The customer-facing auth surface in AscendKit is the SDK, CLI, and portal, not the raw backend endpoints.
Auth Integration
AscendKit customers should integrate auth through the SDK, CLI, and portal workflows. The backend /api/auth/* endpoints are implementation details that back those surfaces. They are useful for internal tooling, debugging, and generated internal references, but they are not the primary customer contract.
Customer-facing surfaces
Next.js SDK
Use the JavaScript SDK for sign-in UI, session handling, social login, and route protection.
- Runtime setup: Next.js Integration
- Components:
<Login />,<SignUp />,<AscendKitAuthCard />,<AscendKitUserButton /> - Provider config: fetched automatically from AscendKit at runtime
Python SDK
Use the Python package when your backend needs to verify access tokens or validate webhook signatures.

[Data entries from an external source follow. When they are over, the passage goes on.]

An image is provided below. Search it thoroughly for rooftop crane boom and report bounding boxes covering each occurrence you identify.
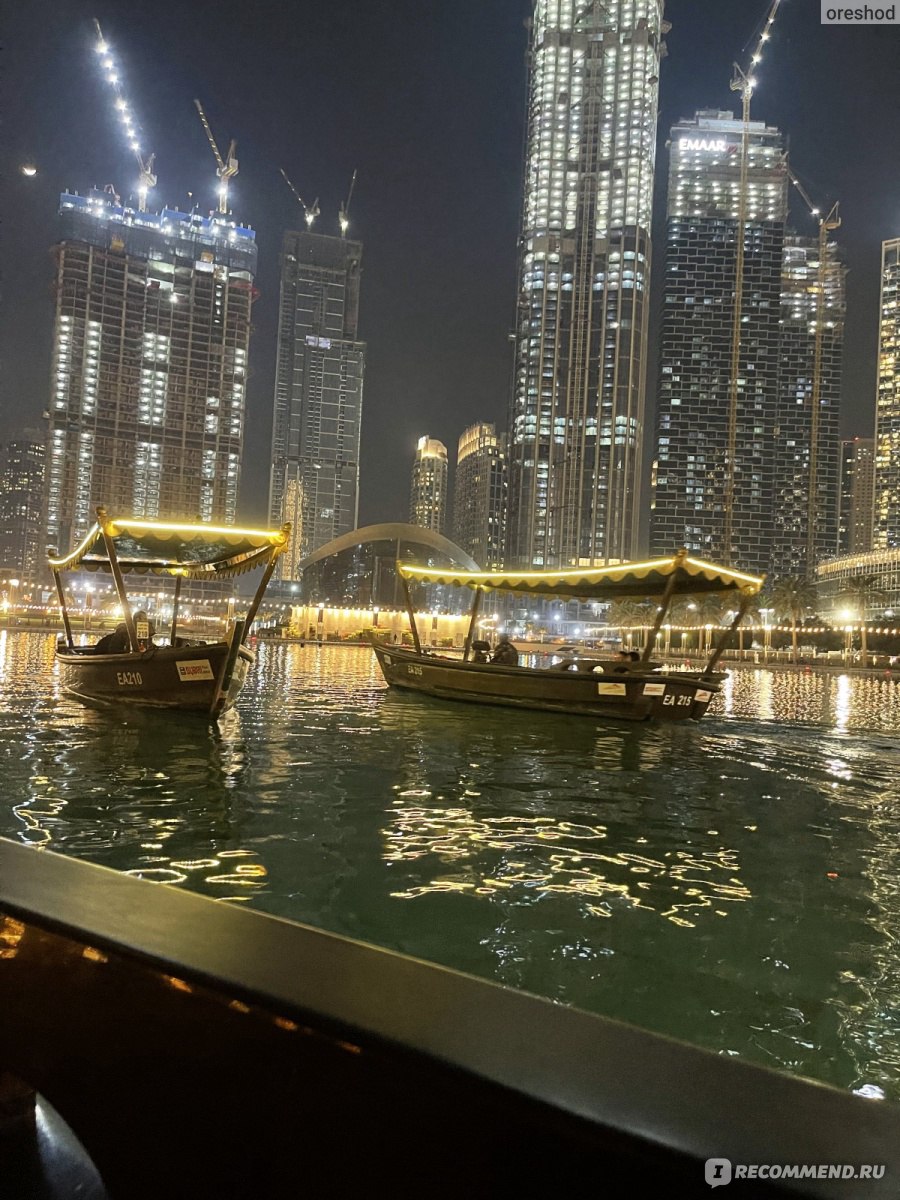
[722,0,781,562]
[337,168,356,238]
[94,17,156,212]
[278,167,320,229]
[787,166,841,571]
[194,100,240,212]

- Token verification: Python SDK
- Webhooks: Python SDK
CLI
Use the CLI to authenticate as a developer, link environments, and configure auth behavior without hand-editing config files. AI coding agents can use the CLI directly via shell commands.
- Setup and login: CLI
- Auth configuration: CLI Auth
- Environment linking: CLI Environments
What customers should rely on
The stable customer contract is:
- SDK constructors, handlers, and components
- CLI commands and their output
- The portal UI
- The docs pages describing those flows
Customers should not build direct integrations against raw backend auth endpoints unless AscendKit explicitly documents that route as externally supported.
Why keep OpenAPI at all
Even if customers do not call backend auth endpoints directly, clean OpenAPI is still useful internally:
- It gives the AscendKit team a precise contract for the SDK and CLI backing APIs.

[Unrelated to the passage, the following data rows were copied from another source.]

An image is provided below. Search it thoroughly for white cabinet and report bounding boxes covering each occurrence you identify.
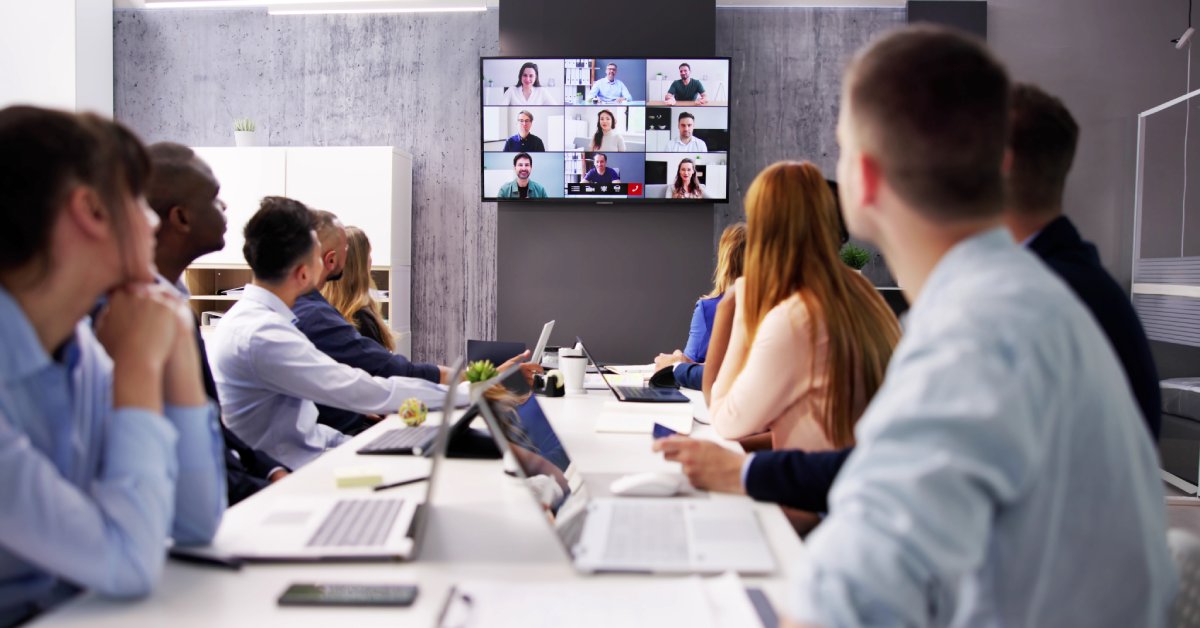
[188,146,413,354]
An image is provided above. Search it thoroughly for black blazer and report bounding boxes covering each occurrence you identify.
[745,216,1163,512]
[1030,216,1163,441]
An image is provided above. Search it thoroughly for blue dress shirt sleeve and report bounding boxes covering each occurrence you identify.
[164,403,228,545]
[250,325,445,415]
[673,361,704,390]
[0,408,180,597]
[683,301,712,361]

- It reduces ambiguity when agents inspect backend capabilities during support or debugging.
- It makes breaking changes visible in diffs and tests.
- It supports internal tooling such as typed clients, validation, and smoke checks.
In other words, OpenAPI is an internal source of truth. llms.txt and the docs are the customer-facing explanation layer.
How auth should be documented
For customer-facing docs and llms.txt, the auth story should answer these questions:
- How do I add auth to my app with the SDK?
- How do I configure providers and auth features from the CLI?
- How do I verify tokens in my backend?
- What behavior is automatic versus configurable?
That is more useful to customers than a raw endpoint catalog.
Recommended split
Use this split going forward:
- Customer docs and
llms.txt: SDK, CLI, and backend verification examples - Internal docs and OpenAPI: backing auth endpoints, security headers, schemas, and operational details
This keeps the developer experience aligned with how customers actually adopt AscendKit.